Sourdough bread has become a major food trend over the last few years, with loaves flying off the shelves at independent bakeries and cafes, often for high prices.
But with major supermarkets now getting in on the act, a row has broken out about what constitutes real sourdough and how it should be made.
It’s led one campaign group to dub the more commercial – and cheaper – products on offer at many retailers as “sourfaux”.
“We have no problem at all with a supermarket selling genuine sourdough. Just don’t cheat, don’t fool people,” said Chris Young, co-ordinator of The Real Bread Campaign.
Sourdough has been around in various forms for thousands of years. Proponents believe it is more nutritious and easier to digest than normal bread.
Known for its characteristic flavour and texture, it is made with live fermented cultures which act as a natural leavening agent and should not be made with baker’s yeast, according to Mr Young.
But this week, a coalition of five trade groups representing commercial bakers and restaurants across the country proposed a wider definition, in an industry code of practice designed to clarify the labelling on sourdough products.
In it, they acknowledge that any product calling itself “sourdough bread” should contain live/active cultures “as the principle leavening agent”.
But they also suggest that such a loaf may contain up to 0.2% of bakers’ yeast and certain “flour treatment agents”.
“Where space and skills are lacking, bakers have recourse to an increasing number of ingredients and raw materials that help to simplify the process,” the guidelines state.
The group – which included the Federation of Bakers, among others – has asked food agency Defra to endorse the code, which would be voluntary.
But the Real Bread Campaign warned the rules risked “undermining the integrity of the word sourdough, creating a sourfaux free-for-all”.
“When we started nine years ago, there were no sourdough loaves on supermarket shelves, they used to see it as elitist,” Mr Young told the BBC.
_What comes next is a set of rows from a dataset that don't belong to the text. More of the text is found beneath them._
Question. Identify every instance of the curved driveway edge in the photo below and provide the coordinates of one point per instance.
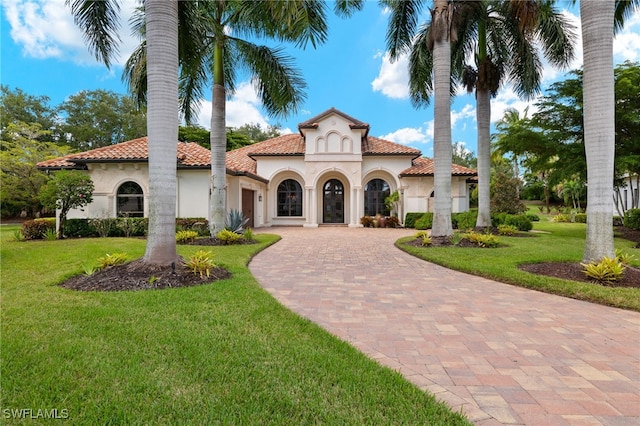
(499, 353)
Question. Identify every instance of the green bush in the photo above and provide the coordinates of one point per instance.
(464, 220)
(410, 219)
(37, 228)
(79, 228)
(520, 221)
(425, 221)
(580, 218)
(632, 219)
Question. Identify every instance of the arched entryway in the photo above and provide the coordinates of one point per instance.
(333, 202)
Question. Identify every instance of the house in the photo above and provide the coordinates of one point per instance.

“Big firms now see there’s a demand. But rather than saying, ‘We will bake genuine sourdough and make it more accessible,’ they’ve said, ‘Stuff it, we don’t want to train our bakers or put in the time it takes to learn. We want to cut corners.'”
The sheer crust
The kind of independent bakeries represented by the Campaign for Real Bread can charge as much as much as £5-£6 for an artisan sourdough loaf in some UK cities.
By contrast, products labelled as sourdough bread retail for a fraction of the price in many supermarkets – and there is no law dictating how such bread should be made, as long as it meets relevant food standards.
However, a study by consumer watchdog Which? last year found that just four of 19 supermarket sourdough loaves it tested contained the traditional four ingredients: flour, water, salt and a live yeast starter culture.
Mr Young said people would potentially get an inferior taste and miss out on the health benefits. “This bread may cost less, but supermarkets may still be charging a premium for a non-premium product, which we think it unfair.”
The BBC asked the Craft Bakers Associations, which is one of the groups backing the new code, for a comment.
Meanwhile, Gordon Polson, chief executive of the Federation of Bakers, said: “A draft of the Baking Industry Code of Practice for the Labelling of Sourdough Bread and Rolls has been presented to Defra.
“We look forward to discussing it with Defra as an important step in helping with labelling sourdough, following guidelines which have been established in other EU countries.”